Die Oberstreitschlichterin des SSW ist seit 2009 Anke Spoorendonk. Gemäß ihrer Patentantenfunktion will sie nicht nur Repräsentantin der dänischen Minderheit in Schleswig-Holstein sein, sondern auch noch das dänische Prinzip in die Politik bringen.

Im dänischen Parlament sei es unüblich, dass geklatscht oder gar gepöbelt werde, erzählt sie, Dialogbereitschaft sei dort wichtiger als Rhetorik und Grabenkampf. „Ein guter Vorschlag ist ein guter Vorschlag“, sagt sie, „auch wenn er von der Opposition kommt.“

Man nimmt die Deutsch- und Geschichtslehrerin in ihr wahr, wenn sie sich über das Gebaren deutscher Politiker echauffiert. Über solche, die sich profilieren. Die sich darstellen, womöglich noch in Brioni. Genauso gut könnten es Jugendliche sein, die ihre Malzbierdosen direkt ins Gebüsch werfen statt in den Müllkorb. Spoorendonk hat eine Grundschulpädagogen-Autorität, gespeist aus Überzeugung und Pragmatismus und einer kirchentagshellen Birkenholzmoral, die man auch mit einem Atomkrieg nicht kaputt kriegte, weil diese humorfreie Vernunft resistent gegen jeden Wandel ist.

Aufgewachsen ist sie als Einzelkind in einem Kommunalpolitikerhaushalt kurz nach dem Schreckensdemagogen Hitler. Nie wieder Rhetorik, hieß die schämende Devise damals. Nie wieder Inszenierung, die 1939 ins Verderben führte.

Spoorendonks Onkel zählte zu den Gründern der Partei, ihr Vater saß im Stadtrat. Butterdänen nannte man damals diejenigen Schleswiger, die sich nach 1945 zu Dänemark bekannten und somit die von den Dänen produzierten Lebensmittelüberschüsse bekamen, während die Ernährungslage deutscher Schleswiger bis 1948 karg war.

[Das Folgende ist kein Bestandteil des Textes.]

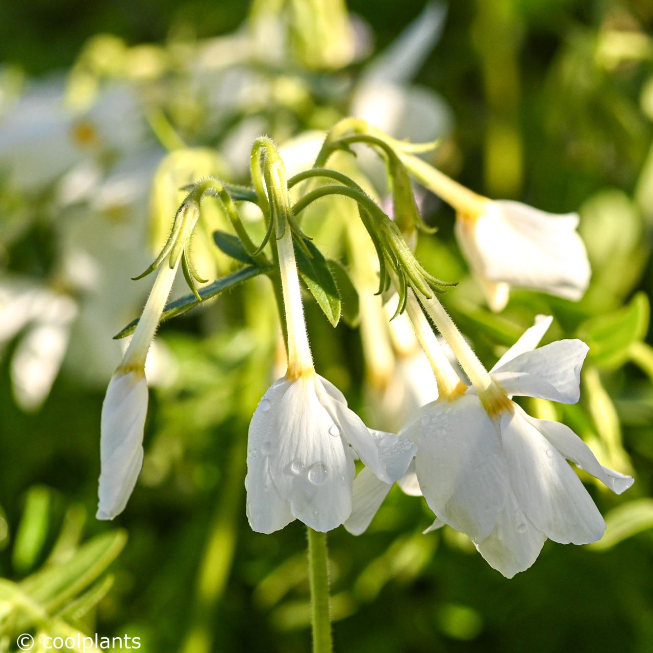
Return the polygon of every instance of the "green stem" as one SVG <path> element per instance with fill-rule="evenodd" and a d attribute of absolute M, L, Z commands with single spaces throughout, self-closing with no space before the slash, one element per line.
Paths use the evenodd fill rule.
<path fill-rule="evenodd" d="M 313 608 L 313 653 L 331 653 L 331 606 L 329 601 L 326 534 L 306 528 L 308 534 L 308 576 Z"/>

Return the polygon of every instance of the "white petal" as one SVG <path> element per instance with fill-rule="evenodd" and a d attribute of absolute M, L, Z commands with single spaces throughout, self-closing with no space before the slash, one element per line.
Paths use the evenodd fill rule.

Spoorendonk ist eine Zähe, selbst eine Morddrohung hielt sie 2005 nicht ab, die Politik zu machen, die sie für richtig hält. Sie wollte damals eine rot-grüne Landesregierung unter Heide Simonis dulden, deren Gegner sie dafür attackierten. Also hieß es: Zähne zusammenbeißen, Polizeischutz, weiterarbeiten. Simonis fiel 2005 durch und ging. Spoorendonk blieb. Sieben Jahre später ist sie in der Regierung. Dort sitzt sie nun als Prototyp des dänischen Politikprinzips, das sich entlang der skandinavischen Jante-Moral entwickelt hat: Glaube nicht, dass du etwas Besonderes bist.

Ist sie aber doch.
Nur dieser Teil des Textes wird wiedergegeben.